2010 Fiscal Year Annual Research Report
液体およびその界面における分子スケールヘテロ構造と熱・運動量・物質輸送特性
Project/Area Number |
21560199
|
Research Institution | Tohoku University |
Principal Investigator |
小原 拓 東北大学, 流体科学研究所, 教授 (40211833)
|
Keywords | 輸送特性 / 液体 / 界面 / 分子動力学 / 熱伝導 / 物質輸送 |
Research Abstract |
ナノスケール熱流体の新たな機能を見出し、そのメカニズムを解明して応用につなげようとする全体構想のもと、(1)ナノスケール固体構造中に収容された液体、(2)液体界面、(3)液体膜・流動性分子膜、(4)ポリマー分子液体、などが示す低次元化や高非平衡などの特徴を利用して、新たな熱・運動量・物質輸送機能を作り出すための基礎研究を行うのが本研究の目的である。
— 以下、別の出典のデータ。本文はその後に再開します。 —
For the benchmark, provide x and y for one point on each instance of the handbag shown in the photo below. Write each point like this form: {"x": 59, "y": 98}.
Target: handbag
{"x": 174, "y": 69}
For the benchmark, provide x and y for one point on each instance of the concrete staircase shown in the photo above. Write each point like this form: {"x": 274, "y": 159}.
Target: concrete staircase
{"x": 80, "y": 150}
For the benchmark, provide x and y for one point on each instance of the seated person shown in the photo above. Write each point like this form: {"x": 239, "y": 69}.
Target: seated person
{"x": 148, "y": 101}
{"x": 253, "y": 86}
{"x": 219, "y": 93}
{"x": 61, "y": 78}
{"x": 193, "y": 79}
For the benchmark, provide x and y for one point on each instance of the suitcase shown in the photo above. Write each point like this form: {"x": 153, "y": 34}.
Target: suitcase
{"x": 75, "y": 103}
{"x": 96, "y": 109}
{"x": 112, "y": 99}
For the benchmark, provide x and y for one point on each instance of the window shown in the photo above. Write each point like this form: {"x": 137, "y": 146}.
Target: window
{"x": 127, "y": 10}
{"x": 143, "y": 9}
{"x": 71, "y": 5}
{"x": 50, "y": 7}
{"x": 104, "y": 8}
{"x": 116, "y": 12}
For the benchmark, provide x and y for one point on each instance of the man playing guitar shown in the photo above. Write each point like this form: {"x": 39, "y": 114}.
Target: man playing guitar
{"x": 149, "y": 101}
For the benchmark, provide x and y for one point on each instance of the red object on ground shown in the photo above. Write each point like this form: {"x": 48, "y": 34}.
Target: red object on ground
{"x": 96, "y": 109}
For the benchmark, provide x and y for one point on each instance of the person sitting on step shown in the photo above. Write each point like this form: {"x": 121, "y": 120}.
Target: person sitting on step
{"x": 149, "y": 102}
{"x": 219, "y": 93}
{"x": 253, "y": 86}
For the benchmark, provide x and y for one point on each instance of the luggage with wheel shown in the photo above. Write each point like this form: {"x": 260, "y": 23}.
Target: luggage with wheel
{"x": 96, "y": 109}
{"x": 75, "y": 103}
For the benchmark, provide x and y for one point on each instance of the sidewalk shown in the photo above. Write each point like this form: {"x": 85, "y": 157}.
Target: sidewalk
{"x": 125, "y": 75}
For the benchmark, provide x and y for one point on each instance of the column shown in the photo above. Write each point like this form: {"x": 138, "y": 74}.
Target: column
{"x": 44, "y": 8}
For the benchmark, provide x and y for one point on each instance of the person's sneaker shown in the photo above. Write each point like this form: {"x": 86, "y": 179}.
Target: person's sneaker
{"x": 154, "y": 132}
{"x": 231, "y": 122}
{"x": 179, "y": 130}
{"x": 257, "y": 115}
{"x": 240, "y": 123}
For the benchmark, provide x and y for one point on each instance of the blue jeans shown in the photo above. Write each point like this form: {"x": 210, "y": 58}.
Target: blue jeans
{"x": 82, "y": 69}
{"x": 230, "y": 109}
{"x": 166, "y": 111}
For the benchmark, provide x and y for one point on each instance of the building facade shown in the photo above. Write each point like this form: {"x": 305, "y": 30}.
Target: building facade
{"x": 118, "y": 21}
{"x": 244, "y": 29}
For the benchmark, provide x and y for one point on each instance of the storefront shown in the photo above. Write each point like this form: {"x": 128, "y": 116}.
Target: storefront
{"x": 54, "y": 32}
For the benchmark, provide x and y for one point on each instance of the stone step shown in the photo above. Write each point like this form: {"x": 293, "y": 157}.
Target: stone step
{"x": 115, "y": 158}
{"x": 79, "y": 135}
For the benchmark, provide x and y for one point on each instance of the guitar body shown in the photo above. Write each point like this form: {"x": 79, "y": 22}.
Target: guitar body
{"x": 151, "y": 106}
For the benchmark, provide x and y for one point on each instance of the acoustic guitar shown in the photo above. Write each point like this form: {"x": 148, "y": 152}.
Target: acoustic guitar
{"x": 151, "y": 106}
本年度は、直鎖アルカン分子液体について、バルク液体に温度勾配を与えて発生した熱流束を観測する分子動力学ミュレーションをほぼ完了した。その結果は現在検討中であるが、直鎖分子内を強固な共有結合間の振動運動によって輸送される分子内のエネルギー伝搬が支配因子となっていることを見出した。これは液体・固体中で分子が特定の配向をもつときにその方向の熱伝導が卓越することを示唆し、ポリマー液体における構造と熱輸送の特性を示す重要な成果である。また、このアルカン液体にせん断を与えて分子スケール構造の変化と熱輸送特性を解析する系の準備を行っている。さらに、アルカン液体-固体壁の固液界面近傍において構造化したアルカン液体のシミュレーションを開始した。これらに加えて、水中で自己組織化した脂質二重膜について大規模シミュレーションをほぼ完了し、独自に確立した分子間エネルギー伝搬の解析法を用いて熱伝導流束の観測を行った。この結果、膜面平行方向・垂直方向の熱エネルギー伝搬特性が、その構造の影響を受けて異なること(非等方性熱伝導)を見出し、欧文著名誌に報告した。現在、運動量伝搬特性の解析を行っている。